On voit ainsi "Sortir de la nuit", de petits portraits d’enfants dans la nuit.

On voit aussi deux photographies issues de la séries "le temps égaré", deux nuits bien sûr.

Il y avait aussi une robe posée au sol sur laquelle se superposait une vidéo et encore bien d’autres séries de photographies, toujours empreintes de mystère, de douceur et de nuit.

Laurent Pernot a seulement 28 ans.

Galerie Celal – Play loud. Please

La galerie Celal (45 rue saint Honoré et ici) montrait jusqu’au 3 mars une exposition collective réunissant notamment trois photographes, Janine Gordon, Thomas Parnet et Julien Taylor.

La galerie est bizarrement configurée avec deux niveaux en sous-sol qui ressemblent à des grottes mais au final l’espace est vaste et se prête bien à une scénographie.

Janine Gordon montrait "rebellion from Tyranny" et deux autres travaux comparables (son site ici),  trois panneaux de 9 photos (12 000 euros par panneau ou 1 500 euro par photo). Des sortes de monochromes colorés sur fond d’émeutes.
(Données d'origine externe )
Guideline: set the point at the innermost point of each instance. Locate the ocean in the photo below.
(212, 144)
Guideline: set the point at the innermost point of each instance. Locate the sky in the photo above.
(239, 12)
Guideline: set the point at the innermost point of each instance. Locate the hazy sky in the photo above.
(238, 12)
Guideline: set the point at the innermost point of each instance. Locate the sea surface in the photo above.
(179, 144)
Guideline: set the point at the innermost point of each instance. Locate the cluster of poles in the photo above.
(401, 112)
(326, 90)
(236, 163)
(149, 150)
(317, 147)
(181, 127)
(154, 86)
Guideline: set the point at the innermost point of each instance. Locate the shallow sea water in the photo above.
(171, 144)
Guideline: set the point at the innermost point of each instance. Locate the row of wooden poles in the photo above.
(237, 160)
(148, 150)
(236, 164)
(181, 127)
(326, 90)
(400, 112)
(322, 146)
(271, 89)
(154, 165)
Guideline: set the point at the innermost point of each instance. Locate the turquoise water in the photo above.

Pas très convainquant. mais sn site web présente de nombreux autres travaux dont certains me semblent plus réussis (Boxers and Wrestlers ou Haiti par exemple, des noirs et blancs bruts et sans artifice).

Thomas Parnet montrait quelques tirages noir et blanc sans thème bien précis à 850 euros. On apprend en lisant son CV (ici) qu’il est  vaguement cadreur et un peu musicien, qu’il est venu à la photo en période de désouvrement et qu’il a rapporté les photos exposées de New York après les avoir faites en novembre dernier. Tout est dit.

Julien Taylor nous présente là un travail bien différent de ce qu’il montrait à la galerie Frédéric Moisan (mon billet ici). Il nous livre un travail en grand format sur boite lumineuse, dans le genre photo de mode à 6 000 et 7 000 euros. Il s’agit de photographies réagençant dans le temps et l’espace (comme Iosif Kiraly) des installations d’artistes.

J’avoue que j’ai toujours du mal à comprendre l’inflation dont souffrent certains jeunes photographes sachant que des artistes comme Becher ou Mapplerthorpe, qui ont déjà laissé leur trace dans l’histoire de l’art sont à peine plus cher que ce jeune homme qui n’a encore rien (ou peu) démontré. Ceci dit, la remarque vaut plus généralement pour "le contemporain" où l’échelle de la valeur est passablement malmenée tant il est vrai que n’importe quel ignorant fortuné pourra claquer 10 000 ou 15 000 euros pour une oeuvre colorée contemporaine d’un photographe passé de mode le lendemain. D’un autre côté c’est décoratif alors pourquoi se priver : il y a bien des amateurs de Rolex or et des amateurs de Patek vintage.

Galerie seine 51 – Mr NOBODY – Chantal Thomine Desmazures

La galerie Seine 51 (car située au 51 rue de Seine et ici aussi) montrait le travail de Chantal Thomine Desmazures jusqu’au 28 février dernier.

La galerie est immense et permettait ainsi un accrochage ambitieux avec une multitude de photographies colorées où l’on sent une même approche esthétique mais aussi une forte hétérogénéité, pour ne pas dire "pas de ligne directrice" dans les sujets montrés. Certes les images sont décoratives et un certain charme un peu suranné se dégage de l’ensemble, un peu comme pour de vieux films en Technicolor mais on reste un peu sur sa faim.

On s’interroge aussi quand même sur la portée de l’exercice. En effet, la photographe à travaillé sur le tournage du film de Jaco van Dormael, Mr. Nobody, dont la sortie est prévue le 27 mai 2009.  Est-ce donc alors une simple recopie, une "pure" création, une cocréation ou une recréation ? Difficile à dire.

Le Monde montre un très joli diaporama ici.